First Gulf Bank’s net profit climbed 14 per cent to Dh1.017 billion in the quarter ended June 30, 2012 on higher lending. The profits were up 11 per cent during the first half of the year to Dh1.951 billion.
FGB’s strong profitability was a result of the growth of its loans, which rose six per cent in the quarter to Dh110.949 billion.
Customer deposits grew marginally by one per cent year-on-year to Dh104.774 billion while the total assets were up by three per cent to Dh162.939 billion as at June 30.
FGB’s total revenue rose 12 per cent to reach Dh1.778 billion in the second quarter, while the revenues from its subsidiaries plunged 10 per cent to Dh38.7 million in the same period.
“First Gulf Bank’s strategy in the period revolved around maintaining comfortable liquidity levels,” the bank said in a statement to Abu Dhabi Securities Exchange.
“Despite the fact that the loan to deposits ratio at the end of the quarter stood at 106 per cent, the bank regulatory ratio of advance to stable deposit of 89.4 per cent remained far below the maximum allowance of 100 per cent,” it said.
The liquid asset ratio was maintained at 12 per cent, the capital based lender said. The bank started also benchmarking its current liquidity ratios to the new ones to be implemented starting 2013 as per the new UAE CB regulations on liquidity.

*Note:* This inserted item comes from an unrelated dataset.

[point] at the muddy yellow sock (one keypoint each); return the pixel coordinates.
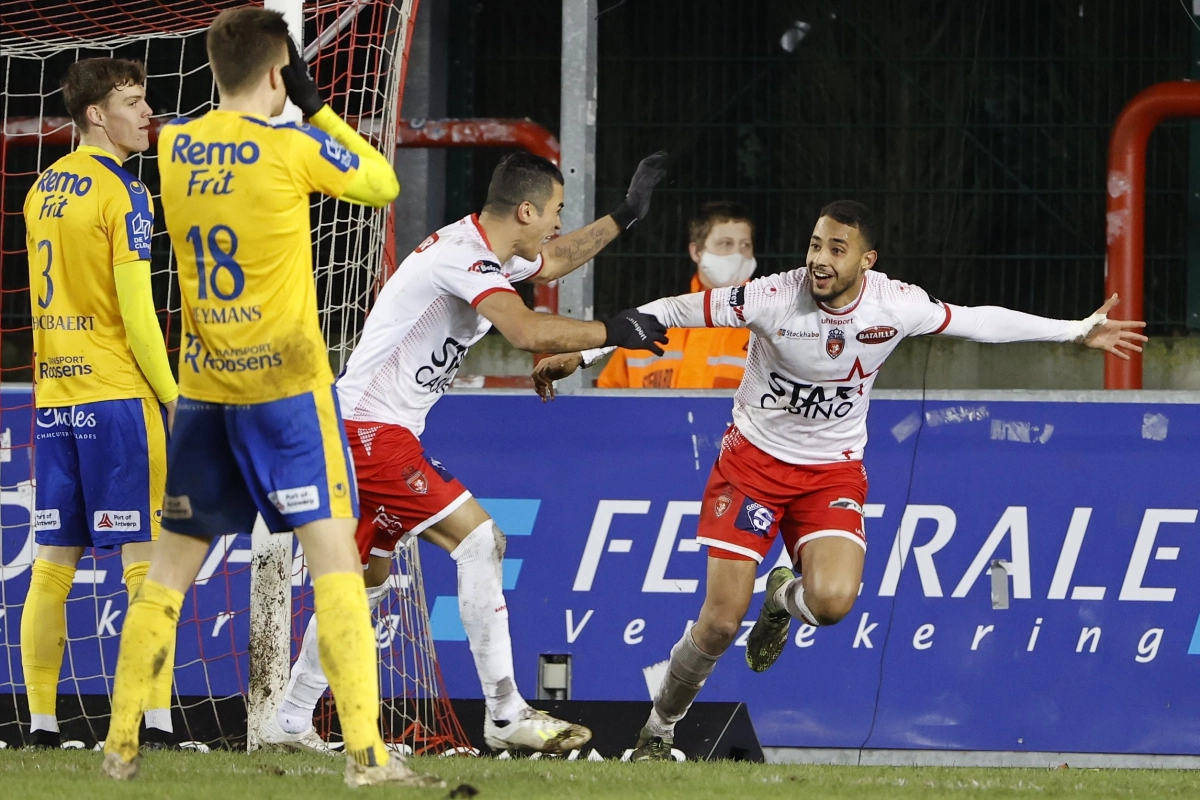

“We are in a very solid position to be fully compliant with the new circular,” said Andre’ Sayegh the chief executive officer of First Gulf Bank said. Net Interest and Islamic financing income continued to grow in the April-June 2012 period, where it stood at Dh1.350 billion, 11 per cent year-on-year.
Corporate and Retail fees and commissions have shown steady increase since fourth quarter of 2011 to Dh344 million.
Abdulhamid Saeed said: “FGB is firmly placed in a strong position to implement future growth plans, which will have in parallel a positive impact on the growth of its Earnings per Share.”
Non-performing loans to gross loans ratio was 3.6 per cent as at June 30 against 3.4 per cent as at December 31, 2011. “FGB’s management is satisfied with the stabilisation of NPLs over the past 18 months and is comfortable with this level of coverage. Since the application of the new UAE Central Bank circular on reporting the NPLs at 90 days instead of 180 days the NPLs to Gross Loans ratio ranged between 3.7 per cent and 3.4 per cent, and we expect further reductions over the coming years,” said Sayegh.
Andre’ Sayegh said: “Our consistent positive performance stands as a strong undisputed assurance to the effectiveness of our dynamic strategy.” Capital Adequacy Ratio was much stronger at 22 per cent, against 21.5 per cent in the comparable period. The earnings per Share for the first six months of 2012 amounted to Dh0.64, which was 19 per cent higher than the same period in 2011.